Ordinals closed under functions Let $ \{ f_n : n \in \mathbb N \}  $ be a set of functions $f : (\omega_1)^k\to \omega_1 $ where the $k$ is different between functions. Prove that the set of ordinals $\alpha < \omega _1 $ that are closed with respect to all the functions $f_n$, is unbounded and closed. 
 A: Show that for a given ordinal $\alpha$, there is only a countable set of possible values all the $f_n$'s can take on $\alpha^n$, take the supremum of these, and reiterate $\omega$ times. Show that the supremum of these $\omega$ ordinals is closed under all the functions.

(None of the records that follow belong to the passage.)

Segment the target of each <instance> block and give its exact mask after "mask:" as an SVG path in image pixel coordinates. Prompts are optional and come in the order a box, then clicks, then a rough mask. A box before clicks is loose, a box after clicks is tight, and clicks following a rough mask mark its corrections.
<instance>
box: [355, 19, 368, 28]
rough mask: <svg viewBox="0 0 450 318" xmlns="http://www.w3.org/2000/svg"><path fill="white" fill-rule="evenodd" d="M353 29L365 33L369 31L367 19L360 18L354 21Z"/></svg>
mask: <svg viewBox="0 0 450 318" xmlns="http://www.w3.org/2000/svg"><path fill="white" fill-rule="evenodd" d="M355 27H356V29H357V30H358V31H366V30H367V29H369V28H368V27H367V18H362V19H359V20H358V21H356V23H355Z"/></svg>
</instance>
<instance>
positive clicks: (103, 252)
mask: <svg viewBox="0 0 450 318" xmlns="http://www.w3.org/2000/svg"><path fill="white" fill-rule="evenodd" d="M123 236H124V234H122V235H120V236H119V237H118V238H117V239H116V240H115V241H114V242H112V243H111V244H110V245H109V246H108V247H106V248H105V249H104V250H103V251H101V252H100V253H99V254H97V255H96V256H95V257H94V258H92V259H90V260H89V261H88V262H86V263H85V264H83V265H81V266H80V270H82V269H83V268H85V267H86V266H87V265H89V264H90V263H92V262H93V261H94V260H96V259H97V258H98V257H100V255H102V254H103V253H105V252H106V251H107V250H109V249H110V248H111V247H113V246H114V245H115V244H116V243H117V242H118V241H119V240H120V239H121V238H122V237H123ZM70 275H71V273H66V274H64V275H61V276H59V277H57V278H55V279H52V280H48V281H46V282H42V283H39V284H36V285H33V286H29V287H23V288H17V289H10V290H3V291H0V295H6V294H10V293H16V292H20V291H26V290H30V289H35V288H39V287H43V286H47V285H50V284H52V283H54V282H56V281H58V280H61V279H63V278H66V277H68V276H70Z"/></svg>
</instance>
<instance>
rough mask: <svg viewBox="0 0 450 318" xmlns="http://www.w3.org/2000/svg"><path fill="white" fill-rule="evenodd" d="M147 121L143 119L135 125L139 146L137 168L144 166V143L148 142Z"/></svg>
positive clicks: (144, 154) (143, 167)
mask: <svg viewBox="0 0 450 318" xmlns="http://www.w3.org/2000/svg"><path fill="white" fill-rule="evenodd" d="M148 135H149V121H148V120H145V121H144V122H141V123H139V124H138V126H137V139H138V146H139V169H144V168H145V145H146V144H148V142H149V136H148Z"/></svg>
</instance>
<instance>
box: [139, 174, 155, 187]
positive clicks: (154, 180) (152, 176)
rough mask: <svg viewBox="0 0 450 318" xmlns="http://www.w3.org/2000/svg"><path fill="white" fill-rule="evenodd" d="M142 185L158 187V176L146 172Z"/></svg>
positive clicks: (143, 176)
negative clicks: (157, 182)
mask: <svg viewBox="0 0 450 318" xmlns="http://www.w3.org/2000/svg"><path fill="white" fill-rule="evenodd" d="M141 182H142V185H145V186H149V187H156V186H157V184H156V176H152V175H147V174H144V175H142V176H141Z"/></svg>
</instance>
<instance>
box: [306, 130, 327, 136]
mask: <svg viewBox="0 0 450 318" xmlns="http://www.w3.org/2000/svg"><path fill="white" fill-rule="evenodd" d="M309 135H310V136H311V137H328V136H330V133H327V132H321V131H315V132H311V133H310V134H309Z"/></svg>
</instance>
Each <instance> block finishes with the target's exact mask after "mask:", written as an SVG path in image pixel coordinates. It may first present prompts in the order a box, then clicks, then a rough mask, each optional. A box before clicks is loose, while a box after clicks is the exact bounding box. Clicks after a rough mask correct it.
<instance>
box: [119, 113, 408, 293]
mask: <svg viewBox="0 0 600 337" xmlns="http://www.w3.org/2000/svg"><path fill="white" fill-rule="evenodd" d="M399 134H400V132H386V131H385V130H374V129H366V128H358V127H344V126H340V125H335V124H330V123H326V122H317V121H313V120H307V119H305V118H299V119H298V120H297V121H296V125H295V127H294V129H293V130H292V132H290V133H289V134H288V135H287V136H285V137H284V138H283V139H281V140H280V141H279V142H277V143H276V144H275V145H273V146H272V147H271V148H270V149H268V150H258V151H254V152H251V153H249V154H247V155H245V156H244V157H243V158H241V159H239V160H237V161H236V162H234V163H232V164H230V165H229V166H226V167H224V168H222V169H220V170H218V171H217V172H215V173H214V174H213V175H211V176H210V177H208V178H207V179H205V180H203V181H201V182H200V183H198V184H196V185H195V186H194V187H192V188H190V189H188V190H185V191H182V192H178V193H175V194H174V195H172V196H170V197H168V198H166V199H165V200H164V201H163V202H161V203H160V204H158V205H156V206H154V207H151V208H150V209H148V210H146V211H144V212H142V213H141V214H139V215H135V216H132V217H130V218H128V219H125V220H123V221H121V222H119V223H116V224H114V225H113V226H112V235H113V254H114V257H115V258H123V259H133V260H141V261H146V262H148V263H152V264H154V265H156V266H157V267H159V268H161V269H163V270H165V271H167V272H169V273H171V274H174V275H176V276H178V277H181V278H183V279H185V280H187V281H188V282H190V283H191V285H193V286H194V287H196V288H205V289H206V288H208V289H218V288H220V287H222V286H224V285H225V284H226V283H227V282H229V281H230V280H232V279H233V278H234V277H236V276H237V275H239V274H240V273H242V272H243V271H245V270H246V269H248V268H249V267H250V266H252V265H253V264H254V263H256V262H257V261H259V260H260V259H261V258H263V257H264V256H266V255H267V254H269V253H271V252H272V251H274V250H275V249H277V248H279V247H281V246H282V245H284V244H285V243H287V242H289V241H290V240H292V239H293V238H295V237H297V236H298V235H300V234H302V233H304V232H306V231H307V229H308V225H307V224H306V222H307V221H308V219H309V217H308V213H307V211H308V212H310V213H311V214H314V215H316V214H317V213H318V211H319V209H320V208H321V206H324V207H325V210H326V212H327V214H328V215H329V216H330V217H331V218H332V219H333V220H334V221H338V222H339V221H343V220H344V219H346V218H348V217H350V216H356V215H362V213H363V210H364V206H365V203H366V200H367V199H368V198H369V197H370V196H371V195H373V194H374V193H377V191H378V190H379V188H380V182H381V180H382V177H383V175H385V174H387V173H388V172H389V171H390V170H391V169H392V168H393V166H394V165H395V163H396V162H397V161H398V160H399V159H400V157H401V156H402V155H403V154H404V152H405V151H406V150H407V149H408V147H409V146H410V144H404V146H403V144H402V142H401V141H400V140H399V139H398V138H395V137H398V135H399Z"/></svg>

Use the above technique to show that the set of ordinals which is closed under the functions is unbounded. The closure is simpler, if $\alpha$ is the limit of $\alpha_n$ where each $\alpha_n$ is closed under the functions, then whenever $\vec\beta$ is a $k$-tuple of ordinals below $\alpha$, there is some $\alpha_n$ which bounds them and therefore $f_i(\vec\beta)<\alpha_n<\alpha$.
A: Proving that the set of ordinals at which all of the functions are closed is itself closed is very straightforward; the harder part is showing that it’s unbounded. You can do this all at once. Let $\alpha_0<\omega_1$ be arbitrary. Let $\{\langle m_k,n_k\rangle:k\in\omega\}$ be an enumeration of $\omega\times\omega$. Let 
$$\alpha_{k+1}=\alpha_k\cup\sup\left\{f_{m_k}(\overline\beta):\overline\beta\in\alpha_k^{r_k}\right\}\;,$$
where $r_k$ is the arity of $f_{m_k}$. Show that $\sup_{k\in\omega}\alpha_k$ is closed under all of the functions.